Berlin names expressionistic rhetoric second. Expressionism happened further along in the development of teaching composition, but it too is inadequate to explain the whole of writing. I think Berlin named expressionistic rhetoric second to serve as a bridge between cognitive and social/epistemic rhetoric.

Social/epistemic rhetoric serves as a kind of next-level hybridization of the two previously discussed forms of rhetoric. It incorporates logic and cognition with the writer’s self to make a third other, a social environment, which includes self, others, and a logical/material foundation.

Berlin argues that social/epistemic is the most responsible route to take when teaching (okay, so I’m oversimplifying him a bit), but I feel like each rhetorical form has its place, and that they don’t need to be necessarily separate. A skilled writing instructor will use the correct type of rhetoric for the correct teaching occasion.

Thursday, October 7, 2010

Instructor Commentary as Discourse

This week’s readings made me reevaluate some of my commentary on freshman work. Both Bruffee and Hartwell made excellent points about how students learn writing. After reading Bruffee, I began to take a much less authoritative stance in my commentary. Instead of handing out absolute truths from my ivory tower, I began to ask questions and frame comments, aiming to be more conversational than prescriptive. For example, I’d ask the a student “can you convince the reader that ‘specific examples’ is a rhetorical device?” Before I would write something like “your words choice is too vague to write a meaningful rhetorical analysis.” I wonder which approach is more effective. I think that leading a student to her or his own conclusions is a much gentler and more helpful way of meaning making.
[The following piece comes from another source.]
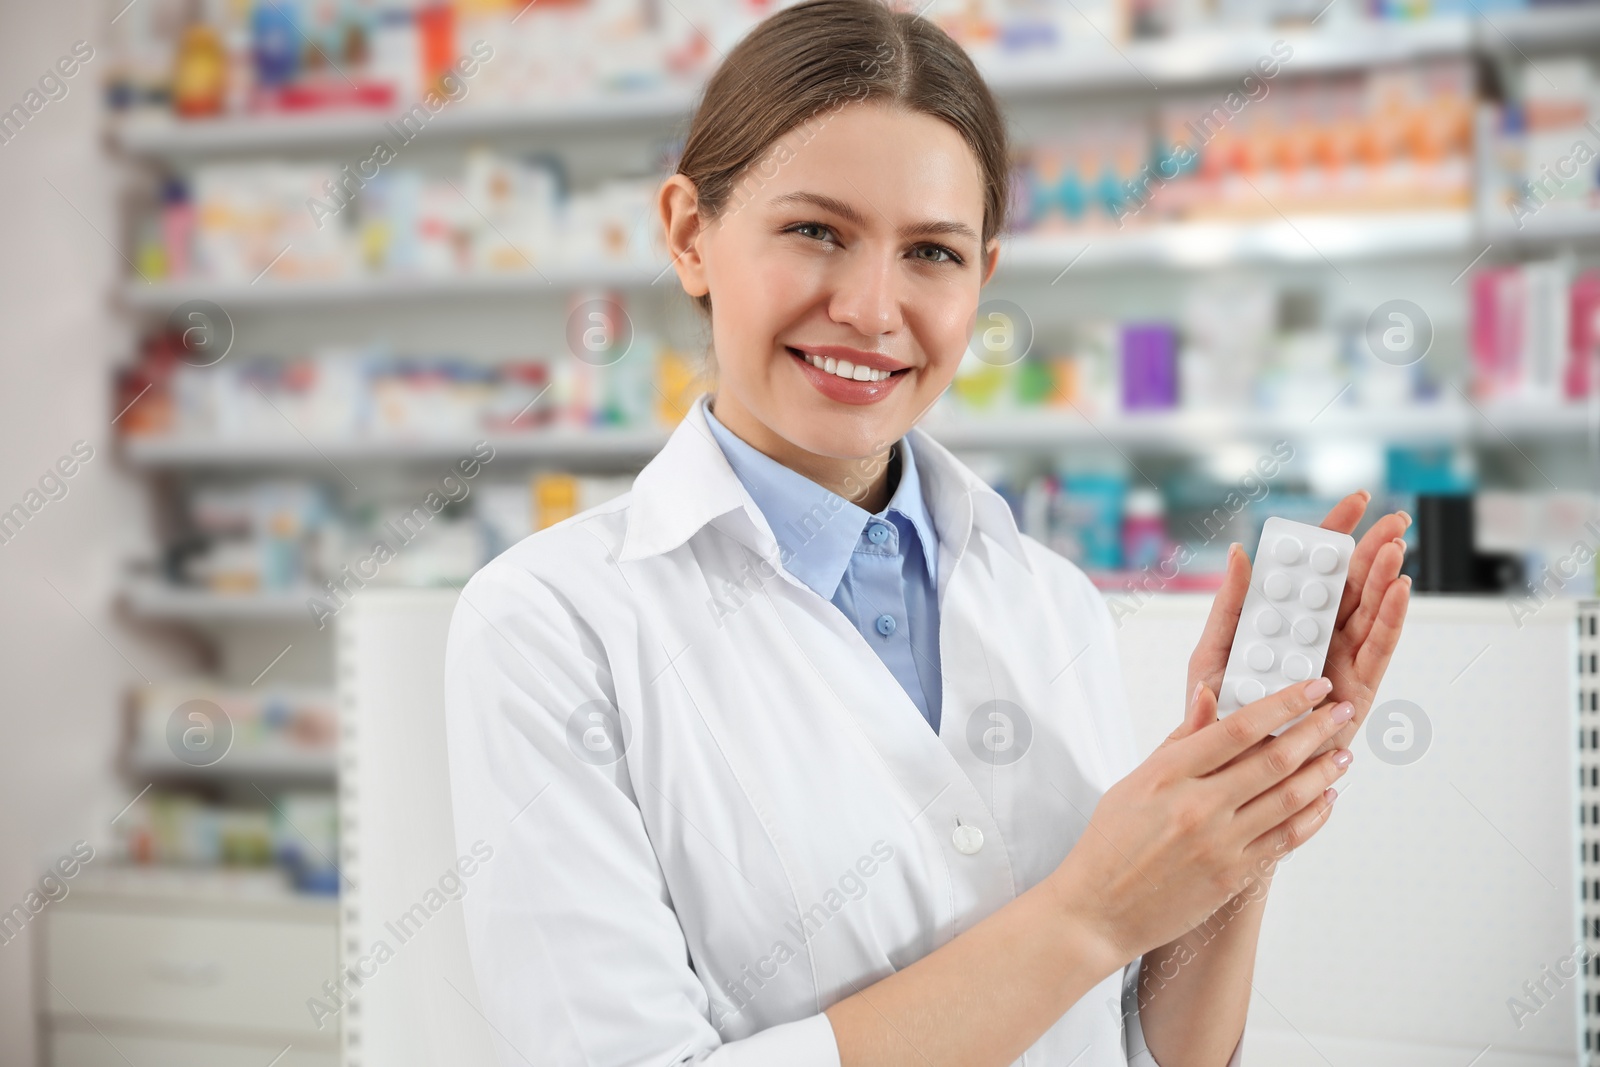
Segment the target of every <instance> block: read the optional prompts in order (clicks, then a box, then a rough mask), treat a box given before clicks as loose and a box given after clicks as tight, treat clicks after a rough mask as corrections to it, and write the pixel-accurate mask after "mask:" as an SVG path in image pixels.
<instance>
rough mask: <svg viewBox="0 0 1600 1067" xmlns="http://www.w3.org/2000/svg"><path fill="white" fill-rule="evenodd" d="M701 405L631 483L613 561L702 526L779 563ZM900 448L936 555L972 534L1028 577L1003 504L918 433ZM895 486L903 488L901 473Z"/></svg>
mask: <svg viewBox="0 0 1600 1067" xmlns="http://www.w3.org/2000/svg"><path fill="white" fill-rule="evenodd" d="M707 400H709V395H707V394H701V395H699V397H696V398H694V402H693V403H691V405H690V410H688V413H686V414H685V416H683V419H682V421H680V422H678V426H677V427H675V429H674V430H672V434H670V435H669V437H667V443H666V445H664V446H662V448H661V451H659V453H656V456H654V458H653V459H651V461H650V462H648V464H645V469H643V470H640V472H638V477H637V478H635V480H634V488H632V491H630V501H629V514H627V531H626V533H624V534H622V547H621V550H619V553H618V561H624V563H626V561H632V560H642V558H646V557H651V555H659V553H664V552H670V550H674V549H677V547H678V545H682V544H683V542H686V541H688V539H690V537H693V536H694V534H696V533H699V530H701V528H704V526H707V525H710V526H715V528H718V530H722V531H723V533H726V534H730V536H733V537H734V539H738V541H739V542H741V544H744V545H747V547H749V549H752V550H754V552H757V553H758V555H762V557H763V558H768V560H771V561H774V563H776V561H779V545H778V539H776V537H774V536H773V528H771V525H770V523H768V522H766V517H765V515H763V514H762V509H760V506H758V504H757V502H755V498H754V496H752V494H750V491H749V490H747V488H746V486H744V483H742V482H741V480H739V475H738V474H736V472H734V469H733V464H731V462H730V459H728V454H726V453H725V451H723V448H722V446H720V445H718V443H717V438H715V435H714V430H712V429H710V419H709V413H707V410H706V408H707ZM906 440H907V442H909V443H910V446H909V448H907V450H906V451H907V456H909V454H910V453H915V464H917V480H918V485H920V488H922V493H920V496H922V498H923V499H925V501H926V509H928V510H926V512H925V514H926V517H928V518H930V520H931V523H930V525H931V526H933V530H934V533H936V534H938V544H939V547H941V549H949V550H952V552H954V553H955V558H958V557H960V555H962V553H963V552H965V550H966V544H968V539H970V537H971V533H973V530H978V531H979V533H984V534H986V536H989V537H992V539H995V541H998V542H1000V544H1002V545H1003V547H1005V549H1006V552H1010V553H1011V555H1013V557H1014V558H1016V560H1018V561H1019V563H1021V565H1022V566H1024V568H1026V569H1027V571H1029V573H1030V574H1032V569H1034V568H1032V565H1030V563H1029V560H1027V552H1026V549H1024V547H1022V536H1021V533H1019V531H1018V528H1016V517H1014V515H1013V514H1011V506H1010V504H1006V501H1005V498H1003V496H1000V494H998V493H997V491H995V490H994V486H990V485H989V483H987V482H984V480H982V478H979V477H978V475H976V474H973V470H971V469H970V467H968V466H966V464H963V462H960V461H958V459H957V458H955V456H954V454H952V453H950V451H949V450H947V448H944V445H941V443H939V442H936V440H933V437H930V435H928V434H926V432H925V430H923V429H922V427H915V426H914V427H912V429H910V430H907V432H906ZM773 462H776V461H773ZM907 467H909V462H907ZM790 474H794V472H790ZM795 477H802V475H795ZM901 480H902V483H904V480H906V474H904V472H902V474H901ZM818 488H821V486H818ZM896 496H899V488H896ZM891 502H893V501H891ZM896 506H898V504H896ZM858 533H859V530H858ZM786 569H787V568H786ZM835 587H837V582H835Z"/></svg>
However, since I can’t see students' reactions to my comments, it’s difficult to know exactly what kind of impact my comments have. I worry that students don’t care enough to ponder my questions, and that they look at my commentary and become frustrated, thinking, “you’re supposed to tell me what to do.” If this is the case, then the students’ whole mental map of education is flawed. Education is ultimately about having intelligent conversations, but it isn’t modeled that way, especially throughout elementary, middle, and high school. In those models, students are supposed to shut up and listen to the teacher. This sets up a flawed power structure where students necessarily feel inferior when they might have fresh and new perspectives on things.

As a grader, I feel powerless to combat the years of faulty institutional training students may have received. I feel damned no matter what course of action I take.

Friday, October 1, 2010

Truth vs. Praxis

As I read Maxine’s article, I wondered why her winds of change haven’t blown across freshman composition classes yet. Perhaps some of the resistance to her “revolution” is rooted in larger perceptions about the role of the university in society. I read an article for foundations of technical communication this week that illuminates a possible reason why freshman writing courses have been so bastardized within the English department and within academia.

According to a book by Merrill Whitburn called “Rhetorical Scope and Performance,” the ancient Greeks conceived of a university as an institution that pursued Higher Truth. Results and utility were the concerns of the peasants, and these concepts hindered the search for Truth. Teaching something “practical” was considered lowbrow and outside the responsibility of the university. People learned practical skills by working in apprenticeships or out of sheer necessity.

This divide still exists today. Universities still require students to fulfill a certain number of general education classes so that students can graduate with some sense of Truth. If a university does not have general education requirements, then it’s a trade school, and trade schools don’t have the ethos of a university.

Within the humanities, the attitudes fostered by Platonic and Aristotelian models of the university still softly exist. Teaching freshman composition forces teachers to abandon their quest for Truth. Perhaps this is one of the reasons nobody wants to teach it, and why writing instruction has remained so stagnant over the years, and why poor, poor Maxine never saw the winds of change ruffle her crisp sails. I liked the cut of that woman’s jib, I really did.